Integrate Lucene with the equivalence class search

prmr / Creco

Recommendation System for Consumer Products

Apache License 2.0

6 stars 2 forks source link

Integrate Lucene with the equivalence class search #8

Closed forgues closed 10 years ago

forgues commented 10 years ago

Create a class which initializes an index for all equivalence classes (by collapsing all text data of all products under each equivalence class)
Create a method in this class to search through the index based on a string query.
Return a list of equivalence classes sorted from most to least relevance to the query.

forgues commented 10 years ago

I started implementing the equivalence class search using Lucene, but the equivalence classes I'm getting are much narrower than I expected. For example, I was expecting a "smart phone" equivalence class, but instead I'm getting an equivalence class for each provider. For the query "iphone", any JACCARD_THRESHOLD above 0 gives me the following:

Found 5 results for "iphone" Score 1.536207 - T-Mobile smart phones Score 1.4483498 - AT&T smart phones Score 1.2801725 - Verizon smart phones Score 1.2801725 - Sprint Nextel smart phones

Are these really the equivalence classes we want to consider, or should I look into improving the algorithm?

enewe101 commented 10 years ago

Yup, the algorithm is too conservative, in the sense that it fails to group things together in many cases. You could definitely improve it -- I think we'll want to do that eventually if not now.

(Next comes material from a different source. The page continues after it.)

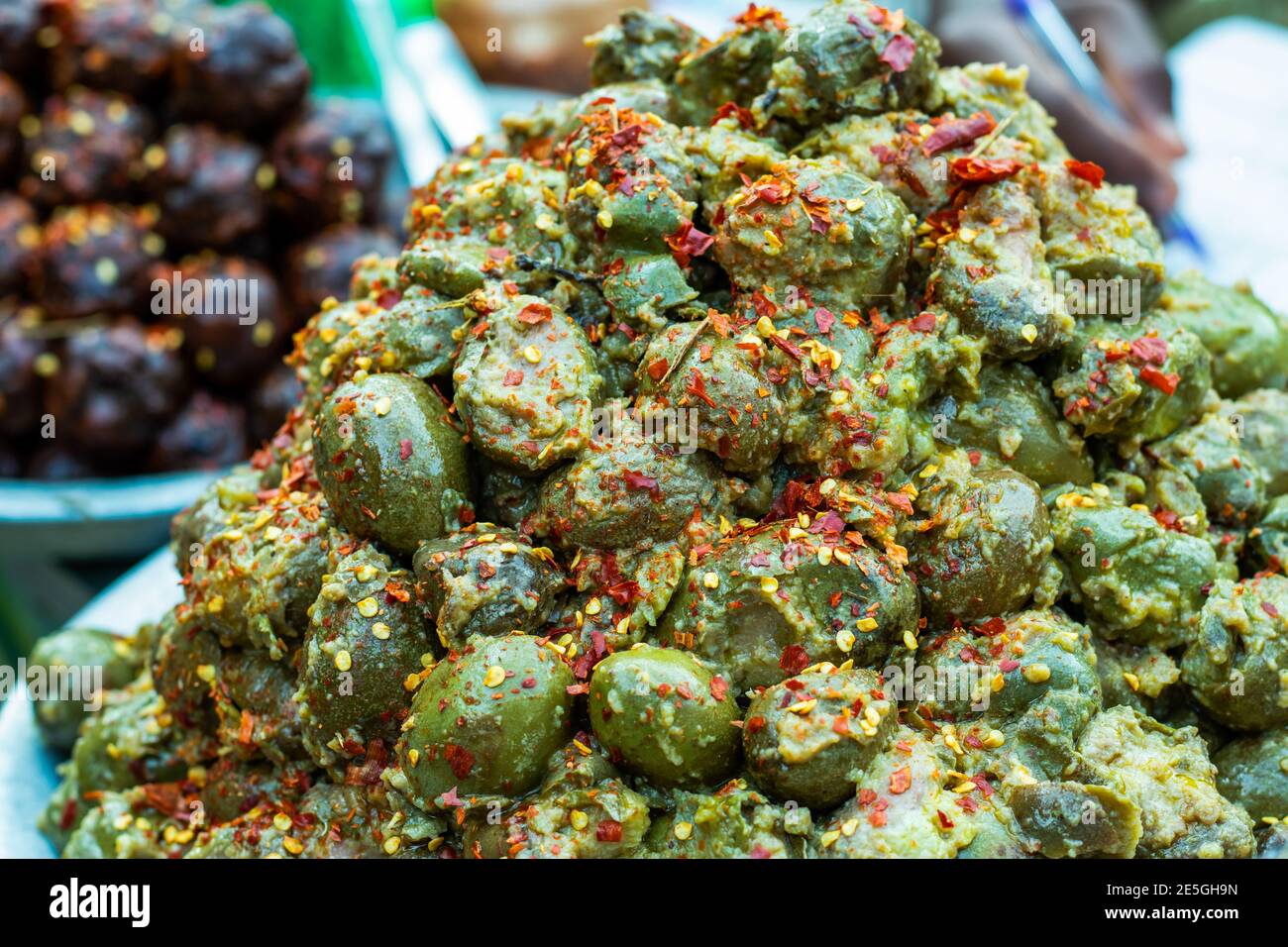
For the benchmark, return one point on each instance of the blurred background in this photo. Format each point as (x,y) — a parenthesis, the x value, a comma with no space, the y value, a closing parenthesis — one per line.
(1196,120)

One thing to keep in mind: the use of Attributes (Ratings and Specs) to determine equivalence classes, guarantees that the downstream processes (the feature selector and critiquing engine), get a set of products that are comparable. Presumably, smart phones aren't being grouped because they have no Attributes in common, and therefore, the feature selection and critiquing downstream would have to tangle with a universe of products that is, programmatically at least, heterogeneous.

This is just something to keep in mind.

Message me if the algorithm is hard to follow.

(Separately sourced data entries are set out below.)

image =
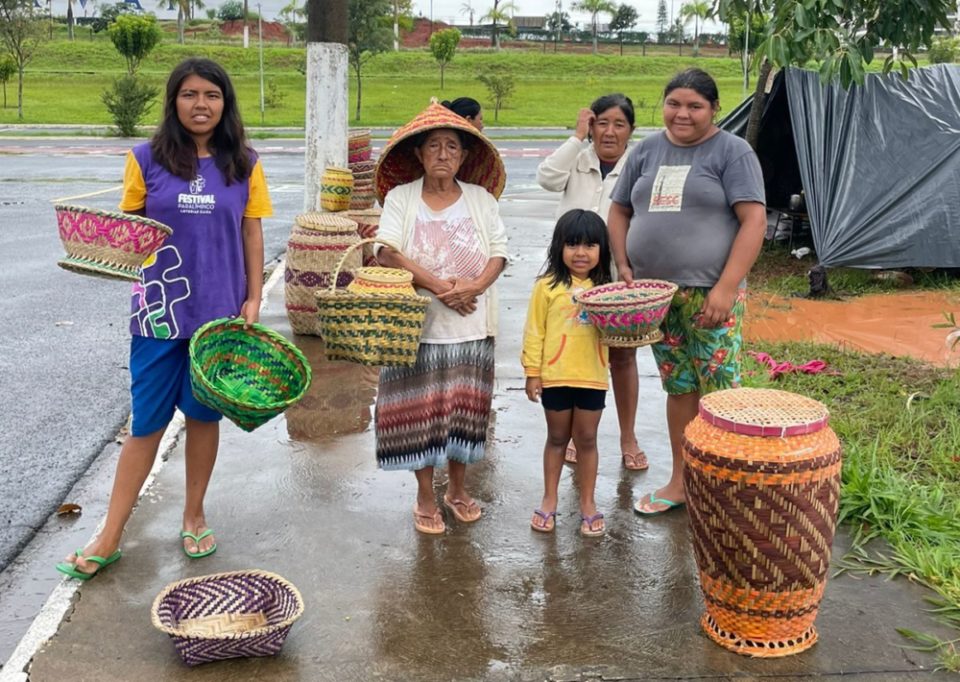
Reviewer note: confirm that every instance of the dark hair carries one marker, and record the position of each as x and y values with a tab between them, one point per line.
467	107
697	80
616	99
574	227
174	148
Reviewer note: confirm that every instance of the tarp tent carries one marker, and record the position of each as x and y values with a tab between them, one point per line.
879	164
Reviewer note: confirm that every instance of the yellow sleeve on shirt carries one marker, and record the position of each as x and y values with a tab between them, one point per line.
258	203
134	188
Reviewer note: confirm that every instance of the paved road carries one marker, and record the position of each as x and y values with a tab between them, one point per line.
63	344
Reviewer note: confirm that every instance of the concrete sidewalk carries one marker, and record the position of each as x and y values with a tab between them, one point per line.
302	497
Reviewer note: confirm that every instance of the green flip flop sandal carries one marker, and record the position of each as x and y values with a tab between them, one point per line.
71	569
197	539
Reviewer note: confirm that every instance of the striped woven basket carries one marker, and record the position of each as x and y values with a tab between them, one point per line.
248	375
317	242
227	615
375	325
105	243
762	477
628	315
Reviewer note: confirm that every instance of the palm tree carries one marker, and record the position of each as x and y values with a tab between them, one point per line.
595	7
698	10
499	14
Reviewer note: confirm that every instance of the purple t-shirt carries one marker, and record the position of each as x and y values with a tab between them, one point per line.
198	274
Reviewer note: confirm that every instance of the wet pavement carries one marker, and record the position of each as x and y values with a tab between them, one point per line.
302	497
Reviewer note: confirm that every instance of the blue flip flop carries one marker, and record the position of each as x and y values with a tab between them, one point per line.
71	570
653	499
197	539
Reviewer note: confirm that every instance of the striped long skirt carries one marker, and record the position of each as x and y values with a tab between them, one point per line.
438	409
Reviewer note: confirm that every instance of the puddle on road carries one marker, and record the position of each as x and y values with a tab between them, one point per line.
899	324
340	399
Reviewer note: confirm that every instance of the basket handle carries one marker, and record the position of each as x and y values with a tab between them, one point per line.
346	253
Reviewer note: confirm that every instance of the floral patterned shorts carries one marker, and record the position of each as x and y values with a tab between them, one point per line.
694	359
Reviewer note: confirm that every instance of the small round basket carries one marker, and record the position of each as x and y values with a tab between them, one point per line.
628	315
106	243
227	615
248	375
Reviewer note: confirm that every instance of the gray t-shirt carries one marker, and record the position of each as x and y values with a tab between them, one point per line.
683	223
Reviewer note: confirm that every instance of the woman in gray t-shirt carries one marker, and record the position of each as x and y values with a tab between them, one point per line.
689	208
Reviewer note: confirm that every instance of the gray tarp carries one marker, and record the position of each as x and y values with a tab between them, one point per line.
879	164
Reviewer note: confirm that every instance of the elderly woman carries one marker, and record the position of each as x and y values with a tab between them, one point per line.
438	179
585	168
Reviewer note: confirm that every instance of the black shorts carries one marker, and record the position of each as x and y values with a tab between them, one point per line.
559	398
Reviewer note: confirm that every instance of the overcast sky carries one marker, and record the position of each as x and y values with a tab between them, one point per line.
450	11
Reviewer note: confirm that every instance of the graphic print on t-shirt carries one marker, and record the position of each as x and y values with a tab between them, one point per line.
667	192
196	202
154	297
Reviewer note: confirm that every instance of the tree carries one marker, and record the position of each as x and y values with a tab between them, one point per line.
21	32
595	7
443	45
840	36
500	86
134	37
367	35
623	20
698	11
663	21
498	14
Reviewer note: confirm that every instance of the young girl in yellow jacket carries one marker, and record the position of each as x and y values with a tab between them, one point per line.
565	364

enewe101 commented 10 years ago

Hey, I just looked into this a bit, and there seems to be a bug. The jaccard should be really high for smart phones (And I could have sworn that in my python version they were grouped!). It should actually be something near 1.0.

Although the algorithm might need improvement, let me nab this bug first so it doesn't waste your time!

enewe101 commented 10 years ago

Ok, I just fixed that bug. Smart phones now get a jaccard of > 0.9. Pull from master to get the fix.